Hier ist Schettino zurück auf dem Concordia-Wrack
«Die Gefühle, die ich empfunden habe, als ich das Wrack gesehen habe, kann man mit Worten nicht beschreiben»: Unglückskapitän Schettino ist zurück auf der Costa Concordia.
Mehr als zwei Jahre nach der Unglücksnacht, in der er die «Costa Concordia» überstürzt verlassen hat, ist Francesco Schettino auf das gekenterte Kreuzfahrtschiff zurückgekehrt. Bei einem gerichtlichen Ortstermin betrat Schettino heute das vor der Insel Giglio vor sich hin rostende Wrack. Der mit Lederjacke und Sonnenbrille bekleidete Schettino musste sich am engen Kai des Hafens von Giglio einen Weg durch eine Horde von Reportern und Kameraleuten bahnen, bevor er sich Helm und Schwimmweste überstreifen und ein Boot der Küstenwache betreten konnte. Gemeinsam mit Experten wurde er anschliessend zu dem Wrack gefahren.
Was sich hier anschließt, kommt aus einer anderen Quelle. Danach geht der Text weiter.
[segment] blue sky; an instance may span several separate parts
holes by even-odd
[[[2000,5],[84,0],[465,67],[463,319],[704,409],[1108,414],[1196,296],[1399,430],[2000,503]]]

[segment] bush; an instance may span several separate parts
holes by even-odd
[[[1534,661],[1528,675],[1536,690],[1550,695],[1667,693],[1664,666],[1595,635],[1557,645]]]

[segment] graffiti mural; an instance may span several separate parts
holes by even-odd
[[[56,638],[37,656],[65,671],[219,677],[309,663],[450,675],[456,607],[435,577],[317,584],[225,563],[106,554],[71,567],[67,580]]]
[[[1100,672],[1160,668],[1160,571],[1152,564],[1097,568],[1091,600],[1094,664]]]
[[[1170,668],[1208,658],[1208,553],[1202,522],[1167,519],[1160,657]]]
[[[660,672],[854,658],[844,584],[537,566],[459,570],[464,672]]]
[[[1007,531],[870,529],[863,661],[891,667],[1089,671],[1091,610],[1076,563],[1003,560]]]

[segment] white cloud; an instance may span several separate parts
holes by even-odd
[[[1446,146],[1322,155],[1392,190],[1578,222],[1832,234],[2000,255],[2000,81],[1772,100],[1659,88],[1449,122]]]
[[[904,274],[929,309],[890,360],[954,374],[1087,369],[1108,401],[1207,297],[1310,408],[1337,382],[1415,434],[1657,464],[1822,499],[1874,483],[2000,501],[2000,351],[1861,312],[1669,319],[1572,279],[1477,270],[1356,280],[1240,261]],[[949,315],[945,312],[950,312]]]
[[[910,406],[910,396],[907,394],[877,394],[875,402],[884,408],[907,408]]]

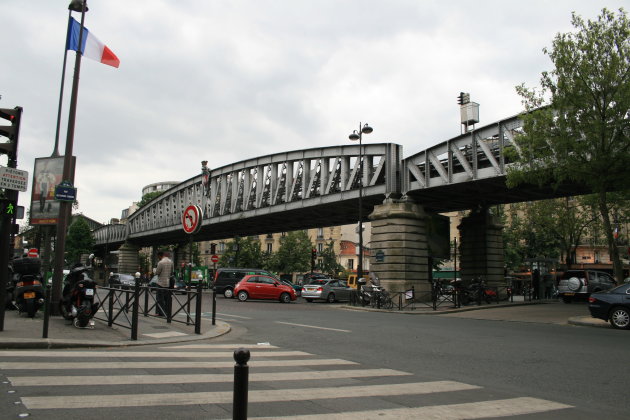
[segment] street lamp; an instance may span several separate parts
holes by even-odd
[[[361,125],[359,130],[354,130],[348,138],[352,141],[359,140],[359,260],[357,263],[357,279],[363,277],[363,134],[370,134],[372,127],[367,123]]]

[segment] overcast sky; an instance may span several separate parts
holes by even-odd
[[[24,108],[18,168],[54,148],[68,0],[0,0],[1,108]],[[79,212],[120,217],[145,185],[256,156],[364,142],[415,154],[522,110],[514,87],[551,70],[543,47],[622,0],[89,0],[86,27],[120,68],[83,59],[74,155]],[[77,20],[79,14],[74,14]],[[75,54],[68,53],[61,154]],[[6,165],[6,157],[0,157]]]

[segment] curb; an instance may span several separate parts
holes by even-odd
[[[580,327],[598,327],[612,329],[609,323],[602,321],[601,319],[588,318],[584,316],[574,316],[569,318],[568,323],[571,325],[578,325]]]
[[[143,341],[85,341],[71,340],[63,338],[3,338],[0,341],[0,348],[3,349],[60,349],[60,348],[90,348],[90,347],[136,347],[147,345],[185,343],[189,341],[200,341],[210,338],[220,337],[231,331],[232,327],[223,321],[217,321],[211,331],[203,334],[193,334],[179,337],[168,337],[159,339],[147,339]]]
[[[453,307],[445,307],[439,308],[437,310],[433,310],[431,306],[420,306],[415,310],[403,310],[398,311],[394,309],[376,309],[369,306],[350,306],[343,305],[340,306],[341,309],[346,309],[349,311],[365,311],[365,312],[385,312],[390,314],[402,314],[402,315],[444,315],[444,314],[453,314],[458,312],[470,312],[470,311],[482,311],[485,309],[494,309],[494,308],[509,308],[513,306],[528,306],[528,305],[545,305],[550,302],[546,301],[537,301],[537,302],[514,302],[514,303],[499,303],[499,304],[487,304],[487,305],[471,305],[465,306],[461,308],[453,308]]]

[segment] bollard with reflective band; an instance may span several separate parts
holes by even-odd
[[[232,419],[247,419],[247,389],[249,382],[249,350],[238,348],[234,350],[234,398],[232,403]]]

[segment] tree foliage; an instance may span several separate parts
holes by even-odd
[[[164,191],[153,191],[150,193],[146,193],[142,196],[140,201],[138,202],[138,208],[145,206],[149,201],[153,200],[155,197],[162,195]]]
[[[303,231],[288,232],[280,238],[280,249],[273,254],[270,269],[279,273],[303,273],[311,269],[311,243]]]
[[[260,241],[257,238],[236,237],[225,244],[225,252],[219,260],[221,267],[262,268],[264,266]]]
[[[343,271],[343,266],[337,262],[333,241],[326,244],[319,257],[322,262],[318,268],[322,273],[337,277]]]
[[[527,111],[508,185],[573,183],[596,194],[615,275],[621,278],[608,193],[630,188],[630,22],[603,9],[595,21],[573,14],[575,32],[543,52],[554,69],[540,89],[517,87]]]
[[[66,237],[66,261],[68,264],[80,262],[81,254],[90,254],[93,249],[94,238],[90,226],[83,217],[76,217]]]

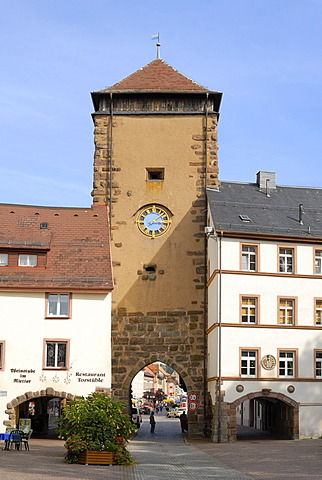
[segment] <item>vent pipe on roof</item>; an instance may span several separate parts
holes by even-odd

Das Gericht hatte einem Antrag von Schettinos Verteidigung stattgegeben, dem Kapitän die Teilnahme an dem Ortstermin zu ermöglichen. Bei dem Besuch sollten der Notstrom-Generator und ein Fahrstuhl untersucht werden, in dem mehrere Menschen ums Leben gekommen waren. Die Fachleute sollen auf Antrag der Verteidigung einen Bericht für die Verhandlung anfertigen.
Der Kapitän verbrachte die Nacht in einer Wohnung auf der Insel. «Die Gefühle, die ich empfunden habe, als ich das Wrack gesehen habe, kann man mit Worten nicht beschreiben. Ich habe an die letzten zwei Jahre und an die vielen Lügen gedacht, die über die Unglücksnacht gesagt wurden», betonte Schettino im Gespräch mit der Tageszeitung «La Nazione». Schettino, der gestern Abend auf Giglio eingetroffen war, wollte ursprünglich nicht an dem Besuch des Wracks teilnehmen. «Ich habe ihn davon überzeugt. Es ist wichtig, um Klarheit über die Hintergründe der Havarie zu gewinnen», berichtete der Rechtsanwalt des Kapitäns, Domenico Pepe.
Wrack wird Ende Juni abgeschleppt
Schettino muss sich wegen mehrfacher fahrlässiger Tötung, Verursachung von Umweltschäden und Verlassen eines Schiffes in Seenot vor Gericht verantworten. Bei einer Verurteilung drohen ihm bis zu 20 Jahre Haft. Er hatte das Schiff in einem Rettungsboot verlassen, obwohl noch Menschen an Bord waren. Nach eigener Darstellung war Schettino in ein Rettungsboot gefallen und dann an Land geblieben, um von dort aus die Rettungsarbeiten zu koordinieren. Die Hafenbehörde forderte ihn per Handy mehrmals auf, wieder an Bord des Schiffes zu gehen, wo noch zahlreiche Passagiere festsassen.
Die Bewohner von Giglio reagierten mit gemischten Gefühlen auf Schettinos Rückkehr auf die Insel. «Was uns am meisten gezeichnet hat ist, wie Schettino in der Unglücksnacht das Schiff verlassen hat», sagte Bürgermeister Sergio Ortelli. «Wenn die Scheinwerfer das Wrack erleuchten, kehrt der Schmerz zurück. Die Angehörigen der Opfer und die Leute von Giglio brauchen eine Erklärung für das, was passiert ist.» Mehr als für die Anwesenheit Schettinos interessierten sich die Bewohner dafür, dass das Wrack endlich verschwinde und Giglio zur Normalität zurückkehren könne, sagte Ortelli. Der Bürgermeister versicherte, dass das Wrack planmässig Ende Juni weggeschleppt werden soll. Noch unklar ist, wo das havarierte Schiff zerlegt wird.
Die Costa Concordia hatte vor mehr als zwei Jahren vor der Insel Giglio einen Felsen gerammt und war in Schieflage geraten. Beim Unglück kamen 32 Menschen ums Leben. An Bord befanden sich 4200 Passagiere. Darunter waren auch 69 Schweizerinnen und Schweizer.